Wikipedia says very prominent thing on this:
In computer programming, variable shadowing occurs when a variable declared within a certain scope (decision block, method, or inner class) has the same name as a variable declared in an outer scope. At the level of identifiers (names, rather than variables), this is known as name masking. This outer variable is said to be shadowed by the inner variable, while the inner identifier is said to mask the outer identifier.
Now here inside the block it finds the static variable and works on it but the while condition decrements the i
which is the one declared outside the block. The scope being different - it is no problem to use the correct value of i
. This is legal C code but not necessarily a good way of writing things.
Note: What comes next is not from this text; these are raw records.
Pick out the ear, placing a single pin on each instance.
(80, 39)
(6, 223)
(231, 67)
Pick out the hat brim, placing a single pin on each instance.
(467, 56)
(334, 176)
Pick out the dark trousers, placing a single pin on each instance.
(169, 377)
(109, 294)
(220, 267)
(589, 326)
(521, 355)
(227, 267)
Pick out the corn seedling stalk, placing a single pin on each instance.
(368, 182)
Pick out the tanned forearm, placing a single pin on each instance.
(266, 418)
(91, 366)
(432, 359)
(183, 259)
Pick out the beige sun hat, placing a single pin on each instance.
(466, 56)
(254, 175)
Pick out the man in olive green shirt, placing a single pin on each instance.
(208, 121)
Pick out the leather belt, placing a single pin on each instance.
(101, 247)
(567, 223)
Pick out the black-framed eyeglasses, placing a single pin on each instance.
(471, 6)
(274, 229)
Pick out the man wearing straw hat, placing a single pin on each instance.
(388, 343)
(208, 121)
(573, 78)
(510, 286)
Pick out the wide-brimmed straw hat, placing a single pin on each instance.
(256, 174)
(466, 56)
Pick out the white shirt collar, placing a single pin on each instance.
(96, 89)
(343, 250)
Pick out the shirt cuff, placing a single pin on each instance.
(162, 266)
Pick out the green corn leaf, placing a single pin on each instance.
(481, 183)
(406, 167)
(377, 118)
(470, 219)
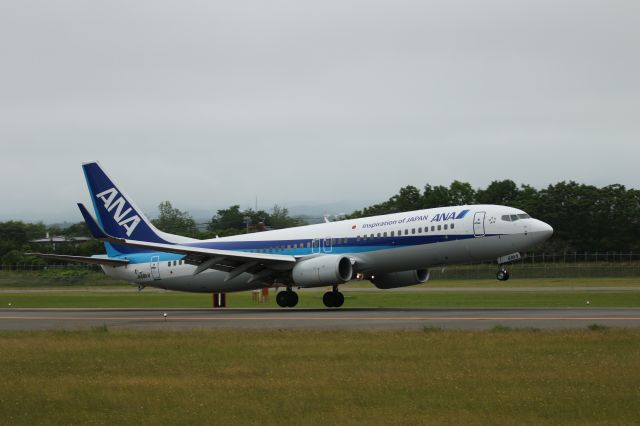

In fact doing this gcc -Wshadow progname.c
gives
progname.c: In function 'main':
progname.c:7:20: warning: declaration of 'i' shadows a previous local [-Wshadow]
static int i=2;
^
progname.c:5:9: warning: shadowed declaration is here [-Wshadow]
int i=2;
^
From standard §6.2.1p4
... If an identifier designates two different entities in the same name space, the scopes might overlap. If so, the scope of one entity (the inner scope) will end strictly before the scope of the other entity (the outer scope). Within the inner scope, the identifier designates the entity declared in the inner scope; the entity declared in the outer scope is hidden (and not visible) within the inner scope.